でも、夫は潜水艦乗りだから、お正月は海の底。

静かな海の中で、世界から切り離された場所にいるらしい。


一年の半分以上を海で過ごす夫。

だから、記念日もお正月も一緒に過ごせない。


わかってはいるけれど、元日の朝は、少しだけ胸がざわついた。

こたつで年賀状の束を仕分けしながら、

今年も、あの人からは何も届かないだろうな、と考えてしまった。

海の底にいるのだから、仕方がない。

そう思うようにして、期待しないようにしていた。


一月二日、ポストに一通の封筒が届いた。

年賀状の時期だから、誰かからの挨拶かなと思った。

でも、はがきじゃなくて、ちゃんと封筒に入っている。

差出人の名前を見て、胸がどきんとした。

――夫からだった。


封を切ると、中には便箋が何枚も入っていた。

丁寧な字で、ぎっしりと書かれている。

「新年おめでとう。結婚記念日もおめでとう。」

最初の一行だけで、もう涙がにじんだ。


便箋には、海の底で過ごす日々のことが書かれていた。

仲間と交わす短い会話、機械の音、遠い海面を思いながら眠る夜。

そして最後には、熱烈な言葉が並んでいた。


「君と過ごせない時間が長いほど、君を想う気持ちは強くなる。海の底からでも、心はいつも君のそばにある。」


読みながら、思わず笑ってしまった。

――あの筆不精が、こんなに長い手紙を書いてくれるなんて。

普段は「元気だよ」と一言で済ませる人なのに、ここにはぎっしりと気持ちが詰まっている。

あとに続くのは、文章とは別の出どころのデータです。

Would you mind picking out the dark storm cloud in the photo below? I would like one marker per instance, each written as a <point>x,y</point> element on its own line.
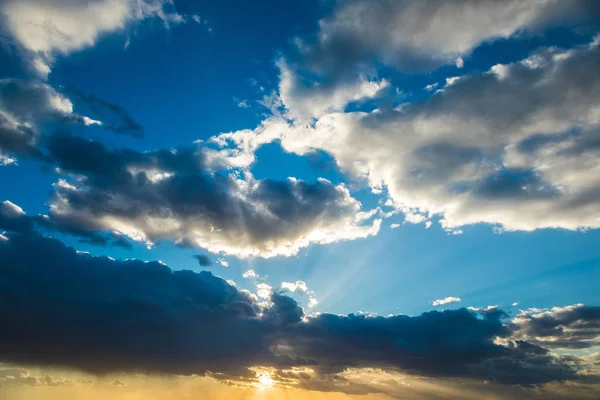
<point>418,36</point>
<point>61,307</point>
<point>173,194</point>
<point>28,107</point>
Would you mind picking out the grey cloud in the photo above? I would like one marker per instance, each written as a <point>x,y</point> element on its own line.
<point>420,36</point>
<point>114,118</point>
<point>174,195</point>
<point>64,308</point>
<point>28,108</point>
<point>573,327</point>
<point>203,260</point>
<point>519,139</point>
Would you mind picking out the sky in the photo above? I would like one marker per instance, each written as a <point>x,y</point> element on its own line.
<point>328,198</point>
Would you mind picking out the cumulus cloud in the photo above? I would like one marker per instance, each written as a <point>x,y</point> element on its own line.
<point>250,274</point>
<point>489,148</point>
<point>46,29</point>
<point>203,260</point>
<point>27,107</point>
<point>422,35</point>
<point>171,194</point>
<point>108,316</point>
<point>24,105</point>
<point>571,327</point>
<point>298,286</point>
<point>447,300</point>
<point>306,102</point>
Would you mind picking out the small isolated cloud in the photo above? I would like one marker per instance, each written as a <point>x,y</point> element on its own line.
<point>297,287</point>
<point>432,86</point>
<point>223,262</point>
<point>203,260</point>
<point>447,300</point>
<point>250,274</point>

海の底で、どれだけ時間をかけて書いてくれたんだろう。

そう思うと、胸がじんわりあたたかくなった。


夫は、いつのまにこんな手紙を用意していたんだろう。

出航前に書いて、誰かに託したのかもしれない。

想像すると、また涙がこぼれた。


お正月に一緒に過ごせなくても、結婚記念日に会えなくても、こうして心を届けてくれる。


海の底から届いた年賀状は、世界で一番あたたかいラブレターだった。